GhostCite：大语言模型时代下引用有效性的大规模分析 (GhostCite: A Large-Scale Analysis of Citation Validity in the Age of Large Language Models)

Zuyao Xu,Yuqi Qiu,Lu Sun,FaSheng Miao,Fubin Wu,Xinyi Wang,Xiang Li,Haozhe Lu,ZhengZe Zhang,Yuxin Hu,Jialu Li,Jin Luo,Feng Zhang,Rui Luo,Xinran Liu,Yingxian Li,Jiaji Liu

Citations provide the basis for trusting scientific claims; when they are invalid or fabricated, this trust collapses. With the advent of Large Language Models (LLMs), this risk has intensified: LLMs are increasingly used for academic writing, yet their tendency to fabricate citations (``ghost citations'') poses a systemic threat to citation validity. To quantify this threat and inform mitigation, we develop CiteVerifier, an open-source framework for large-scale citation verification, and conduct the first comprehensive study of citation validity in the LLM era through three experiments built on it. We benchmark 13 state-of-the-art LLMs on citation generation across 40 research domains, finding that all models hallucinate citations at rates from 14.23\% to 94.93\%, with significant variation across research domains. Moreover, we analyze 2.2 million citations from 56,381 papers published at top-tier AI/ML and Security venues (2020--2025), confirming that 1.07\% of papers contain invalid or fabricated citations (604 papers), with an 80.9\% increase in 2025 alone. Furthermore, we survey 97 researchers and analyze 94 valid responses after removing 3 conflicting samples, revealing a critical ``verification gap'': 41.5\% of researchers copy-paste BibTeX without checking and 44.4\% choose no-action responses when encountering suspicious references; meanwhile, 76.7\% of reviewers do not thoroughly check references and 80.0\% never suspect fake citations. Our findings reveal an accelerating crisis where unreliable AI tools, combined with inadequate human verification by researchers and insufficient peer review scrutiny, enable fabricated citations to contaminate the scientific record. We propose interventions for researchers, venues, and tool developers to protect citation integrity.

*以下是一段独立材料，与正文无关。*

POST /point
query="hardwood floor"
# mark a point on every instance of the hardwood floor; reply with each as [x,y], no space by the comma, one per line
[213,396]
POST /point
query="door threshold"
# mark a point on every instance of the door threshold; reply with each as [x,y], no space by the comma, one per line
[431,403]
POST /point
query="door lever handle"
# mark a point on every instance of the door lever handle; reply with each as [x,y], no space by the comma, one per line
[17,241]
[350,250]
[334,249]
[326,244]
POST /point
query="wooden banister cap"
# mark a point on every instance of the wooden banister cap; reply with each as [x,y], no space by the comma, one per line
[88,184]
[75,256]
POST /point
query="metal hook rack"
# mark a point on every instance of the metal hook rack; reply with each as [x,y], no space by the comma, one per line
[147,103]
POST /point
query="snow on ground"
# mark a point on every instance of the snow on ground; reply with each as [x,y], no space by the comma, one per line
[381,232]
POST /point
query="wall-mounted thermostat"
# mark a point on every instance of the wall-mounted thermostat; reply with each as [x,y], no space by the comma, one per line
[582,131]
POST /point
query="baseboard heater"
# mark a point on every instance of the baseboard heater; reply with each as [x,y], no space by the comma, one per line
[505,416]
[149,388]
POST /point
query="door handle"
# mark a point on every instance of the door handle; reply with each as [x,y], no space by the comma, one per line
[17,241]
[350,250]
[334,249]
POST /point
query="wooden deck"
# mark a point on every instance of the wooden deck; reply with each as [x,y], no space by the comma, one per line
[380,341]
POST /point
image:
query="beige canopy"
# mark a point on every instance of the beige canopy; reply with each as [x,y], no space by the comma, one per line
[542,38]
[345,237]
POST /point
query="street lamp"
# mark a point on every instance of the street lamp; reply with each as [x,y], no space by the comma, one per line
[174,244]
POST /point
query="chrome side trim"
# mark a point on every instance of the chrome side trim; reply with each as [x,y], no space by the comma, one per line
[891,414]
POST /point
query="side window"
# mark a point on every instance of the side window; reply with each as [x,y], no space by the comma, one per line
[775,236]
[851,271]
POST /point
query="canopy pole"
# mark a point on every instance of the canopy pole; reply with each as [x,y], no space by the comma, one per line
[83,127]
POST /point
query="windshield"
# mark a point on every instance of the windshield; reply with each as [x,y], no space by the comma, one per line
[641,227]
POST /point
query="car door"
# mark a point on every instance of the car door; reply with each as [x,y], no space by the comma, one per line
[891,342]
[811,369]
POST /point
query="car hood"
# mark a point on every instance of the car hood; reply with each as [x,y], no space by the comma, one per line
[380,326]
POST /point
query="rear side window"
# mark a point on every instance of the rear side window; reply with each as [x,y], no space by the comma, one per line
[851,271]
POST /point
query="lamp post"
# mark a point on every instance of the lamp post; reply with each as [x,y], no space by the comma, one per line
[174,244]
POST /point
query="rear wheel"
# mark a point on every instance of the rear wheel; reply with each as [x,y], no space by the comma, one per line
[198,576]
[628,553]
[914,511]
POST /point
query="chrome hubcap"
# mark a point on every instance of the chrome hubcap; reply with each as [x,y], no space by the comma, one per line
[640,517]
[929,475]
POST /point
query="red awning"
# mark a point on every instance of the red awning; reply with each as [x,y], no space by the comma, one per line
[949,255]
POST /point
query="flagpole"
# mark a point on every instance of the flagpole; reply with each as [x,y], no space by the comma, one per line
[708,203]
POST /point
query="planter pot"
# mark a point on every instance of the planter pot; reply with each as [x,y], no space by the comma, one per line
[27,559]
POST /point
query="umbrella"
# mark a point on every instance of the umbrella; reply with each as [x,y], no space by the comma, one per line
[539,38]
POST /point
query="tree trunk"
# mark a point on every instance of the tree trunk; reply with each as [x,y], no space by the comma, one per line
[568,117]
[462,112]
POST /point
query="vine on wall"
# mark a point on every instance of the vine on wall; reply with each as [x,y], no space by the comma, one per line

翻译：引用是科学论断可信度的基石；当引用无效或捏造时，这种信任便会崩塌。随着大语言模型（LLMs）的出现，这一风险加剧：LLMs 越来越多地被用于学术写作，但其捏造引用的倾向（“幽灵引用”）对引用有效性构成了系统性威胁。为量化这一威胁并为缓解措施提供依据，我们开发了 CiteVerifier——一个用于大规模引用验证的开源框架，并基于此框架通过三项实验，首次对 LLM 时代的引用有效性进行了全面研究。我们在 40 个研究领域中对 13 个最先进的 LLM 进行了引用生成基准测试，发现所有模型均会产生幻觉引用，比率从 14.23% 到 94.93% 不等，且不同研究领域间存在显著差异。此外，我们分析了来自 56,381 篇发表于顶级 AI/ML 和安全会议（2020–2025 年）的论文中的 220 万条引用，确认有 1.07% 的论文（604 篇）包含无效或捏造的引用，仅 2025 年就增长了 80.9%。进一步，我们调查了 97 位研究人员，在剔除 3 个冲突样本后分析了 94 份有效回复，揭示了一个关键的“验证缺口”：41.5% 的研究人员会直接复制粘贴 BibTeX 而不进行检查，44.4% 在遇到可疑参考文献时选择不采取行动；同时，76.7% 的审稿人不会彻底检查参考文献，80.0% 从未怀疑过虚假引用。我们的研究结果揭示了一个正在加速的危机：不可靠的 AI 工具，加上研究人员不充分的人工验证以及同行评审审查不足，使得捏造的引用得以污染科学记录。我们为研究人员、会议主办方和工具开发者提出了干预措施，以保护引用的完整性。